Because the wood I'll be using for the two wall hanging shelves is oak, and I'm not hurring through this project, I think I look into getting the straight edges and top mounted bearing bit. I know the problems I've had just cutting the dadoes in the prototype and I'd perfer not to have them when making the two wall hanging shelves with the oak.
|05-07-2012 11:13 AM|
Since shelf stock and plywood varies in thickness I have come up with a way that cuts the shelf dados to match the shelves very easily. I place a straight edge clamp in the position where I want the top surface of the shelf and lock it in place. Then I place a second straight edge clamp across the work and sandwich a scrap of the shelf material between the two clamps and lock the second clamp in place. Then I remove the scrap. I use a small hinge mortising bit that's smaller than the thickness of the shelf with a top bearing in a fixed base router to remove all of the material between the two clamps to the dado depth desired. The bearing rides on the sides of the clamps and the dado is cut to match the spacing between the clamps. The result is a perfect fitting dado for the shelf no matter what thickness it is. |
|05-07-2012 10:46 AM|
Thanks folks. I did use a straight edge, of a sort, to make the dadoes in the shelf of the prototype. But it required several steps of setup to cut both the horizontal and vertical dadoes in the underside of the shelf. What I want to do is position the shelf once, then cut both the vertical and horizontal dadoes with the shelf in that one position. |
Rethinking the dadoes for the shelf supports, a jig may not be necessary because there's only one edge that requires a stop and a straight edge set correctly would work.
|05-07-2012 08:10 AM|
|mgmine||It sounds like you need a straight edge in which case plywood or just plain old pine would work. You could even get away with a paint stirrer or a yard stick.|
|05-07-2012 07:30 AM|
Howdy from Texas Gus, |
I don't know your situation but rather than sacrificing some wood for your application. Something to consider.

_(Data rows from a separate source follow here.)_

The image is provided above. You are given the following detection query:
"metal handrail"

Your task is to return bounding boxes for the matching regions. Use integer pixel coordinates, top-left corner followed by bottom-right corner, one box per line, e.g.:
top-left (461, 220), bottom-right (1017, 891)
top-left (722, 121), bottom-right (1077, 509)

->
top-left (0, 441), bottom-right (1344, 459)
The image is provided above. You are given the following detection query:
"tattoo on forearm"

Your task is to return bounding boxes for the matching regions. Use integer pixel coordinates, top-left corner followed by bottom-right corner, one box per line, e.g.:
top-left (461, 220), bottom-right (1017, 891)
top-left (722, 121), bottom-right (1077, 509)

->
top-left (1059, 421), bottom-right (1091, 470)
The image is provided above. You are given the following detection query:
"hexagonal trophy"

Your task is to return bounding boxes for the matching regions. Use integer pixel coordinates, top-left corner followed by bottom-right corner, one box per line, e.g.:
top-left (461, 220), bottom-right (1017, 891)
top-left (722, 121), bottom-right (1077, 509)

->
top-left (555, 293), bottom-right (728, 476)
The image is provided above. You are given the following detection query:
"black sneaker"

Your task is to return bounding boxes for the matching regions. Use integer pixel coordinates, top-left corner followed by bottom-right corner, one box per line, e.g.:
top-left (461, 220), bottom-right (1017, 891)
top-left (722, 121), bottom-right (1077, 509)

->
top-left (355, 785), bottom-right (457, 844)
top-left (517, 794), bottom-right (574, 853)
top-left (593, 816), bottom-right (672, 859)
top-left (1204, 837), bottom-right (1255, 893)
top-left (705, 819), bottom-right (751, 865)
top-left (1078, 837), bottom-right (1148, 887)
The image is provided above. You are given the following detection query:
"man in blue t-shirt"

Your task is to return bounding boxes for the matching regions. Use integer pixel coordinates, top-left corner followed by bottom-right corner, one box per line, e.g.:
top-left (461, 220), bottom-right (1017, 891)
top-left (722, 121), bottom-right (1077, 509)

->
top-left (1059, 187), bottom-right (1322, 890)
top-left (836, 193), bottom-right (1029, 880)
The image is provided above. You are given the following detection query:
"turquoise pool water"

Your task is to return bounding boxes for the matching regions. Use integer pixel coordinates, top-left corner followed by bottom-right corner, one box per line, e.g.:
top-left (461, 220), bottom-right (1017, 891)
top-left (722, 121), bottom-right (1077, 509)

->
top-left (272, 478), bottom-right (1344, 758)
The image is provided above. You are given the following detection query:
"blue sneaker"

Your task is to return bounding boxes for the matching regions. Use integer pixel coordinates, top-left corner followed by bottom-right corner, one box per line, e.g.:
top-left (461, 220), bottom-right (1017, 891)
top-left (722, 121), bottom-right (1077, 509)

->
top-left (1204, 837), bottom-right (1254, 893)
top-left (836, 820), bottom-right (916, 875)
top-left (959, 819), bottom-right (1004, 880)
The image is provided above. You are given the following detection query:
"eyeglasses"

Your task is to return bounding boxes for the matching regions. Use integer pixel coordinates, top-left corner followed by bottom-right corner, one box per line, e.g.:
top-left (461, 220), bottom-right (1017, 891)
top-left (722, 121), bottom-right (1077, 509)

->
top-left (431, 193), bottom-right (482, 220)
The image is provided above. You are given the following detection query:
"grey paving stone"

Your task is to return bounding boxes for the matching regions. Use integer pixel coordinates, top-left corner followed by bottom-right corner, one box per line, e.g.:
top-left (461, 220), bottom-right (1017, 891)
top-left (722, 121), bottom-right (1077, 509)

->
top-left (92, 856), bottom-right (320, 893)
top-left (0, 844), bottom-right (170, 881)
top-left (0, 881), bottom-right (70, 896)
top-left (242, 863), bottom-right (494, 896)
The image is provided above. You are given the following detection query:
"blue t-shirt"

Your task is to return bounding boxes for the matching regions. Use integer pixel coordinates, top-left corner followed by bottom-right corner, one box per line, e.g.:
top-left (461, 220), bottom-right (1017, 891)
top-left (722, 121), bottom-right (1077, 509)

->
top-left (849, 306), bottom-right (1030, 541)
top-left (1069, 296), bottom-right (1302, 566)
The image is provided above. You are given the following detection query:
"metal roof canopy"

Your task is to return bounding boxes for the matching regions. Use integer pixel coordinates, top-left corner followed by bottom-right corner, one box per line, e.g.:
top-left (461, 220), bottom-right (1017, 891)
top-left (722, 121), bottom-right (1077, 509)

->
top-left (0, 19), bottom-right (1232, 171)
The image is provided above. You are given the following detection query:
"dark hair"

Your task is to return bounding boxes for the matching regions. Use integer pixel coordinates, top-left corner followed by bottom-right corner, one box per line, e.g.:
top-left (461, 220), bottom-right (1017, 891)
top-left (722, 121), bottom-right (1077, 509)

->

Get an undersize router bit set, they are very inexpensive. If you can justify it I would tell you to utilize a track system as a router guide. It can be as simple as a piece of lumber or a level as a track. Clamp them and rock and roll making your dados
Good luck on your project.
|05-07-2012 02:25 AM|
Material to use for jig
After working on a prototype of another wall shelf momma wants, I've come to the conclusion I'll need to make two jigs to cut the needed dadoes in the shelf supports and the underside of the shelf.
What I have on hand is 1/4" and 1/2" plywood, and wonder if either of these would work for the jigs I'll have to make. I know Masonite or plastic would hold up better to wear and tear, but it would mean a trip to town to get plastic or see if Masonite is available.
Any suggestions would be appreciated.